1520 – Le témoignage de celui qui cherche à se soustraire à un préjudice : Ibn Mufliḥ écrit : (Sa parole (1) : « comme le témoignage de celui dont la déposition n’est pas recevable » (2). Il ne s’agit pas ici d’un exemple ; son intention — Allah sait mieux — est que la déposition par laquelle quelqu’un repousse un dommage qui le menace n’est pas acceptée. S’il avait plutôt dit : « et la déposition de celui dont le témoignage n’est pas recevable », l’énoncé eût été plus approprié. Shaykh Taqî ad-Dîn, commentant ces propos dans le Muḥarrar, déclare : « En réalité, l’intéressé ne détourne pas le tort de lui-même ; il le détourne d’une personne pour laquelle il ne témoigne pas.
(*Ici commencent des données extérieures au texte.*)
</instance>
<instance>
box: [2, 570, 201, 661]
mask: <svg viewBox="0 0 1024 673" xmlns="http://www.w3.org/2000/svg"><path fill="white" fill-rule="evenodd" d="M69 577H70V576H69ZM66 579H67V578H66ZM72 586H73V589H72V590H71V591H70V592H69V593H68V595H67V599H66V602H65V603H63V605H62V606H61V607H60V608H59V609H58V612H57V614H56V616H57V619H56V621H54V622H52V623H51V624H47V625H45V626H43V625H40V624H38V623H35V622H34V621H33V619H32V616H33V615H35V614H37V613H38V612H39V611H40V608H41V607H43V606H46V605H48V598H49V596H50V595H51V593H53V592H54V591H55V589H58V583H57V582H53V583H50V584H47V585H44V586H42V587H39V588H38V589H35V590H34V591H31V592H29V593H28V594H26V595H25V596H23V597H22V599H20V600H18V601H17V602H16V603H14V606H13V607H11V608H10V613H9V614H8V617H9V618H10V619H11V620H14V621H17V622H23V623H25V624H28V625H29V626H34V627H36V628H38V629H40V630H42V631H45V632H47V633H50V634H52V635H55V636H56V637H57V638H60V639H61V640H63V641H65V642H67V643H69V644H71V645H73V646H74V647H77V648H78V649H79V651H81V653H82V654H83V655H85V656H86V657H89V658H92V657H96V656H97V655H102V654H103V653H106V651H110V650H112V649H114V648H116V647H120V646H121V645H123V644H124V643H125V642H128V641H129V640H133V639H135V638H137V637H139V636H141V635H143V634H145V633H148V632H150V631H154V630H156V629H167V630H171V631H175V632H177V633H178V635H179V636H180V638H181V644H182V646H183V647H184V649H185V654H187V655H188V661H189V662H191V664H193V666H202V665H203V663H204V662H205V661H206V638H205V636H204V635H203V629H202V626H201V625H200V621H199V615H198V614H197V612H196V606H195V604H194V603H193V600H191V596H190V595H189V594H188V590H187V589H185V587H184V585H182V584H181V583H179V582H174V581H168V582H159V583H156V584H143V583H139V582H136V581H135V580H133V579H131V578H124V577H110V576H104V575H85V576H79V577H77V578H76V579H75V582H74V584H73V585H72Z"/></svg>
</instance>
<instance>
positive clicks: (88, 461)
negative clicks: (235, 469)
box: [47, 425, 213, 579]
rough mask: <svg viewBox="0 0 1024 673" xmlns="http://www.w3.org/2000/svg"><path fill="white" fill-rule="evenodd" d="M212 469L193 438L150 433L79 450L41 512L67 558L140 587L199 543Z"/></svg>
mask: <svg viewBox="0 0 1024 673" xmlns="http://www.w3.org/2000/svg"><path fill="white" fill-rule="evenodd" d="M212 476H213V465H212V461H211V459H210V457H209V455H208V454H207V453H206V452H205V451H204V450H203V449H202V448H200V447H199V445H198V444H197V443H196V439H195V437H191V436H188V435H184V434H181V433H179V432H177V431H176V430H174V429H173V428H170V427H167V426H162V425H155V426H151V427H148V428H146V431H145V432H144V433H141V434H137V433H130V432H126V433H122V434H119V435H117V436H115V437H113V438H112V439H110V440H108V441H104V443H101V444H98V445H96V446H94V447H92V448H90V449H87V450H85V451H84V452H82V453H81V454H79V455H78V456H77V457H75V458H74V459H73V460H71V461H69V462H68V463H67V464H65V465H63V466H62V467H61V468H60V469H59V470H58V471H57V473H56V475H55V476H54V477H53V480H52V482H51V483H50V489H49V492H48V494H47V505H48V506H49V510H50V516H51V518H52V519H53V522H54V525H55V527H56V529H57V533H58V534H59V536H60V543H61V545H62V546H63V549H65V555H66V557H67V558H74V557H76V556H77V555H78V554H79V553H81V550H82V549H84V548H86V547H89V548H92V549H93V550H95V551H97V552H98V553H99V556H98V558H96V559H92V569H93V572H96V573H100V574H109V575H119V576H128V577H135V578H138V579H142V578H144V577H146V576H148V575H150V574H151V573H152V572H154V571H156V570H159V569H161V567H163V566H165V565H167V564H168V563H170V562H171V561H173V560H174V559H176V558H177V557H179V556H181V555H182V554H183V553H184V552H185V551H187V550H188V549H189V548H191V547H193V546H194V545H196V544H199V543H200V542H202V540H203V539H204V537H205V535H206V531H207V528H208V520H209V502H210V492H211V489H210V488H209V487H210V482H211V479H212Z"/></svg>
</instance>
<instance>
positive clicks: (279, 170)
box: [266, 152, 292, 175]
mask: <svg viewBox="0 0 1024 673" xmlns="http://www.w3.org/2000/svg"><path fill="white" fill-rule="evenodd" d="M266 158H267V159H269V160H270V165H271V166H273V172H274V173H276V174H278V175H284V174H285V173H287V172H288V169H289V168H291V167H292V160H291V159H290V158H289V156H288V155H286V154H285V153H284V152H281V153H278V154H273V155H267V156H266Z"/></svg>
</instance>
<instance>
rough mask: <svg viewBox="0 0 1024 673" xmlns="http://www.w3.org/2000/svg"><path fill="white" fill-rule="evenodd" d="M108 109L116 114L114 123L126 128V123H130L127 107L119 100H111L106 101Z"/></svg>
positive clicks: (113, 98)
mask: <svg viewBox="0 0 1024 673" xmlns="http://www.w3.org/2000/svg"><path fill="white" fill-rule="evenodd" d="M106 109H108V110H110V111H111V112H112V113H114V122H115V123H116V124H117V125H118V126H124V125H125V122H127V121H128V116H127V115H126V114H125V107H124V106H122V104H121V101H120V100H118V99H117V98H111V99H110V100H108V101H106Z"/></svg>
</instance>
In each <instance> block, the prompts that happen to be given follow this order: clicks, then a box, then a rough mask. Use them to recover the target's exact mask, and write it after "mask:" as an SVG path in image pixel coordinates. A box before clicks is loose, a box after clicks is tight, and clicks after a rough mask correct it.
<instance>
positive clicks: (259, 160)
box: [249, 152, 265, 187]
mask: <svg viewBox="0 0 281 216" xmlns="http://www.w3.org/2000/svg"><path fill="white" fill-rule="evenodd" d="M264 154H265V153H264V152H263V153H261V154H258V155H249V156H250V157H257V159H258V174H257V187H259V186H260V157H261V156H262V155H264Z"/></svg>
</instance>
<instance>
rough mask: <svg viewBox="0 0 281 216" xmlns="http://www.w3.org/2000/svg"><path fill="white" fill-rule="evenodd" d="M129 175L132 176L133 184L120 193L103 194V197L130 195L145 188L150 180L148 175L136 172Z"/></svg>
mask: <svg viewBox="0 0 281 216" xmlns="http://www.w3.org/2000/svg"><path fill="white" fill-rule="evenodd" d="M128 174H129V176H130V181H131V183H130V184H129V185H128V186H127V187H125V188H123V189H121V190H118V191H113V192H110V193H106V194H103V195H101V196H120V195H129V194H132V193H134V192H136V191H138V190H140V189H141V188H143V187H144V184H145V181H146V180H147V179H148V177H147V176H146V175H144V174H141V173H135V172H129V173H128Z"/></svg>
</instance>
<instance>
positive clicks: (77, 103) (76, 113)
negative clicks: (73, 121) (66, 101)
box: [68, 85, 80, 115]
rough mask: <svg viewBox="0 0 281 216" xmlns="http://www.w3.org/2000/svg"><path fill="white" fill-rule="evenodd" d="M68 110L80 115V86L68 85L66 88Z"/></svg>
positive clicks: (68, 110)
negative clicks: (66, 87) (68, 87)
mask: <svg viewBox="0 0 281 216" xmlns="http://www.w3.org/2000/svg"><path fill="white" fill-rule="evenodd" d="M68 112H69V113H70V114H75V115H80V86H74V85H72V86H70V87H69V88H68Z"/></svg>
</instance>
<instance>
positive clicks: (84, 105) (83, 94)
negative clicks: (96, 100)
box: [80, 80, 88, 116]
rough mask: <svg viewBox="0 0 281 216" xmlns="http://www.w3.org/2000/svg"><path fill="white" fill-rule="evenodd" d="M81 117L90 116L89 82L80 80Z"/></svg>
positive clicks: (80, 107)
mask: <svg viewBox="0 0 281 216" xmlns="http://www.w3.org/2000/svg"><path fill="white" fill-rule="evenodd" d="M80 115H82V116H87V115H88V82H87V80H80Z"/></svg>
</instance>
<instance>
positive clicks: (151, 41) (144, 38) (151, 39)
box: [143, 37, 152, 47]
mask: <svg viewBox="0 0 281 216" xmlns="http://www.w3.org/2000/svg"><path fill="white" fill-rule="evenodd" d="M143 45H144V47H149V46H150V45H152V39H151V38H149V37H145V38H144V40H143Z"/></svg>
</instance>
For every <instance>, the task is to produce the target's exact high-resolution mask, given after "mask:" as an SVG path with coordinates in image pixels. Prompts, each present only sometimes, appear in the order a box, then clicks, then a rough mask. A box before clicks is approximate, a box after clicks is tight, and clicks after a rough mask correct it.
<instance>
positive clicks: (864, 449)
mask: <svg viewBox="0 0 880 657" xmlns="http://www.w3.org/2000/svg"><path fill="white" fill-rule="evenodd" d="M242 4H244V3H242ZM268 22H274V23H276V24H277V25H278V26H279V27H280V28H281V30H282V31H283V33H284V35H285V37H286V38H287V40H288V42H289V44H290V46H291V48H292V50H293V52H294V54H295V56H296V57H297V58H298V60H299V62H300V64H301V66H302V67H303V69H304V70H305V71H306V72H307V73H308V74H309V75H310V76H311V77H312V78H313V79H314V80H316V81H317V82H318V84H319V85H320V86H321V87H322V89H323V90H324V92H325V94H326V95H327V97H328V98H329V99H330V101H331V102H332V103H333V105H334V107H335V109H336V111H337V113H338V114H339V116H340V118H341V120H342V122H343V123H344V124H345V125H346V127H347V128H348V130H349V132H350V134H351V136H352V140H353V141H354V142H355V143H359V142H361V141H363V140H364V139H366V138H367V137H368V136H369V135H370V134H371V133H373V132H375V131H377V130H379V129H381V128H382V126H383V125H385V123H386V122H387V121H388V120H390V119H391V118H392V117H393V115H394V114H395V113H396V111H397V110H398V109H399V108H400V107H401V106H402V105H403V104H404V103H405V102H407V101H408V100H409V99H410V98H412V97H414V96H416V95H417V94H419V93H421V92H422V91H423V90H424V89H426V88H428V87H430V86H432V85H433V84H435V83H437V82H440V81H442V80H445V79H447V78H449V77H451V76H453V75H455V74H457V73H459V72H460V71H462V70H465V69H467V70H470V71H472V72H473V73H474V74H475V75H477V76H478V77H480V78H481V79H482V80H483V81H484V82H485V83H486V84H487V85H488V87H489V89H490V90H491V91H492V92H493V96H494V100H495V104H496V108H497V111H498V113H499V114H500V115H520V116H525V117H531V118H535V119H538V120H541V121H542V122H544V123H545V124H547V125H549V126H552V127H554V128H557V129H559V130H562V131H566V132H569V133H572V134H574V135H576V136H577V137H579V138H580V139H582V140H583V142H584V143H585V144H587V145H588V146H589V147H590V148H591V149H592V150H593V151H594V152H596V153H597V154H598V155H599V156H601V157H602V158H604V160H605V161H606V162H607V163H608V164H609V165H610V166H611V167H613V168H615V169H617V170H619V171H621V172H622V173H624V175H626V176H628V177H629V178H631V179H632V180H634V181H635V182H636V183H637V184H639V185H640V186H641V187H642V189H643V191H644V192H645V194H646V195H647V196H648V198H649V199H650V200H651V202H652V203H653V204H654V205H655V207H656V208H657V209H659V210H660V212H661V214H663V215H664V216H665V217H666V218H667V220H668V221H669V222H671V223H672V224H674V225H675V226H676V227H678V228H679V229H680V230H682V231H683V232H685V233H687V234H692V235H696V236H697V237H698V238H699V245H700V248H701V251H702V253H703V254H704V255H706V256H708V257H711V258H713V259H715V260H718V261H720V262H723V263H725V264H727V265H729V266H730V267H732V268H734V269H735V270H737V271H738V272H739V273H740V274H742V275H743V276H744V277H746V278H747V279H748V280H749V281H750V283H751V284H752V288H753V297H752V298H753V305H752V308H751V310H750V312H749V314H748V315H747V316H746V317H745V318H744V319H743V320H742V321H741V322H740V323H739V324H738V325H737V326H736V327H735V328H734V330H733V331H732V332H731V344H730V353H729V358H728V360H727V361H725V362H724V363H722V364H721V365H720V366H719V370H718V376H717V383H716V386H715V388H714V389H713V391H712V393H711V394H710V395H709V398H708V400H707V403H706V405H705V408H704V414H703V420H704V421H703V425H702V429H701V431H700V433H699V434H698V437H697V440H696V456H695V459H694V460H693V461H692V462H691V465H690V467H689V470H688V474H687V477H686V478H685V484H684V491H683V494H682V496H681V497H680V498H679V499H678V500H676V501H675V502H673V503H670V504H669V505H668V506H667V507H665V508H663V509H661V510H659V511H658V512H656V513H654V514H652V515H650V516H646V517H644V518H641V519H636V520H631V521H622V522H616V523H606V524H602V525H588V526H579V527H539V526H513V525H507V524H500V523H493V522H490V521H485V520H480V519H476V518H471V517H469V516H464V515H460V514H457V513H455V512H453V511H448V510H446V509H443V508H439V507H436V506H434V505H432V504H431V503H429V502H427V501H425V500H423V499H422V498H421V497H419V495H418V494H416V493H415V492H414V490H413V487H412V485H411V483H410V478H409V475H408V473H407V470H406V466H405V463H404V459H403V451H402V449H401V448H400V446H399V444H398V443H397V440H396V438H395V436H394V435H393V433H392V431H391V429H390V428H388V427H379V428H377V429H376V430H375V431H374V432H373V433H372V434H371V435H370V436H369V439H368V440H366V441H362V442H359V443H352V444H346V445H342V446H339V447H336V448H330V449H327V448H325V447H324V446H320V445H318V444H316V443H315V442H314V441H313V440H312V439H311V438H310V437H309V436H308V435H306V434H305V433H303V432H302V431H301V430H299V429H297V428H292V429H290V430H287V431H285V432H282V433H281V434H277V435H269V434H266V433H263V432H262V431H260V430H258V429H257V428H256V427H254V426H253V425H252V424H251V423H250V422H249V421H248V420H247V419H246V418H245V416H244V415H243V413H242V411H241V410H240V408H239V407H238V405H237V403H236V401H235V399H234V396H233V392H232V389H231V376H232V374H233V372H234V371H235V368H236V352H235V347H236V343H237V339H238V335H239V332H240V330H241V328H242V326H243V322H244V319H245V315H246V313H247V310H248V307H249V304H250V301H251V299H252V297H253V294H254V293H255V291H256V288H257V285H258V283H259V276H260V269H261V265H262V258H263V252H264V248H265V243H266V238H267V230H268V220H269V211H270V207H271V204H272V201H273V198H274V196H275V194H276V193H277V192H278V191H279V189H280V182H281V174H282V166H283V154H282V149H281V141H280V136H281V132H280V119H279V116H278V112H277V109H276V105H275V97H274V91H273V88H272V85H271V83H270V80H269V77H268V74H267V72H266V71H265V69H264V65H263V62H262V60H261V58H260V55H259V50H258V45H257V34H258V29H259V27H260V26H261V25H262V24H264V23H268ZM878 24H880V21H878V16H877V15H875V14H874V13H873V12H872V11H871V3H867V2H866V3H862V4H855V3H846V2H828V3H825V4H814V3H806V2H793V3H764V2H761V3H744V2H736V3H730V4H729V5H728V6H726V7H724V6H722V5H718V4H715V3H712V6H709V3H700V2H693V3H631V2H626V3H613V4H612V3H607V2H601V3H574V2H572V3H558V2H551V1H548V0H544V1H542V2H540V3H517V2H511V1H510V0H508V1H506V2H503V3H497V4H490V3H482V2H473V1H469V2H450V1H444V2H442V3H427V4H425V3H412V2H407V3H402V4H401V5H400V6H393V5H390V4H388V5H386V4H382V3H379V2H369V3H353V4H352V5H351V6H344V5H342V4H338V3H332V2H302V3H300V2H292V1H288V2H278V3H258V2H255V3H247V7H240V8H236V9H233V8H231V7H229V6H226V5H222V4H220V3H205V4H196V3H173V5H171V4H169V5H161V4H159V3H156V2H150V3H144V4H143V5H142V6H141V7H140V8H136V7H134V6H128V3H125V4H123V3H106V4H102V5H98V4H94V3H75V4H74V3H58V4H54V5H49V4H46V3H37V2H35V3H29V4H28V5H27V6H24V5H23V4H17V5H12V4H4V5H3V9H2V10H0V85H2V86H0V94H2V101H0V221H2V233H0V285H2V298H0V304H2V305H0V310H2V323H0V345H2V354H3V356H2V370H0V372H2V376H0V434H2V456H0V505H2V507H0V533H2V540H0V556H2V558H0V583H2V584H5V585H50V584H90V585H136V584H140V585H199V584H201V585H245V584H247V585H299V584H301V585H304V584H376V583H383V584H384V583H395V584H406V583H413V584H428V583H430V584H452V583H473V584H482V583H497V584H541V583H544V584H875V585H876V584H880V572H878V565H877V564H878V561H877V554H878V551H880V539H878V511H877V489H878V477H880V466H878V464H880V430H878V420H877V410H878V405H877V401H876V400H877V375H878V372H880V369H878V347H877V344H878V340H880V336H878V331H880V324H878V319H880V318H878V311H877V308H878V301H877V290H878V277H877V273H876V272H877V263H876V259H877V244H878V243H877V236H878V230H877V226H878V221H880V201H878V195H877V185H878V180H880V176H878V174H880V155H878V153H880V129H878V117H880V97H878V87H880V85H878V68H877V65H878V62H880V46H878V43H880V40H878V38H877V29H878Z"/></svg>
Il se trouve donc à l’instar de celui qui, par sa déposition, procure un avantage à quelqu’un pour qui il ne témoigne pas. Aussi, si l’on disait : “N’est pas recevable la déposition de celui qui se fait bénéficier lui-même ou bénéficie une personne qu’on soupçonne de collusion avec lui, ou repousse un tort de lui-même, ou de cette personne suspecte”, la formulation serait plus englobante. Certes, si le témoin se discréditait lui-même afin d’écarter un préjudice pesant sur lui, la situation serait différente. » Fin de citation. [al-Nukat ʿalâ al-Muḥarrar : 2/296]. 1521 – Le témoignage de l’ennemi et de l’ami : Ibn Mufliḥ dit : (Sa parole : « Le témoignage de l’ennemi contre son ennemi n’est pas admis, comme celui qui atteste contre celui qui l’a diffamé ou l’a dépouillé sur la route. ») Il a employé le terme « inimitié » sans restriction ; or la question n’est pas aussi générale. Il se peut que l’exemple serve précisément à restreindre ce qui, d’abord, avait été énoncé sans condition ; tel est sans doute son propos. Al-Qâḍî a dit : Le témoignage de l’ennemi contre son ennemi n’est pas recevable. Al-Khirâqî rapporte la même chose en ces termes : « On n’accepte pas la déposition d’un adversaire. » Il s’agit ici d’une inimitié qui ne fait pas sortir le témoin de la probité requise, comme dans le cas d’un mari qui accuse son épouse de fornication ; son témoignage contre elle n’est pas admis. De même, celui qui a été détroussé sur la route ne peut témoigner à l’encontre du bandit de grand chemin.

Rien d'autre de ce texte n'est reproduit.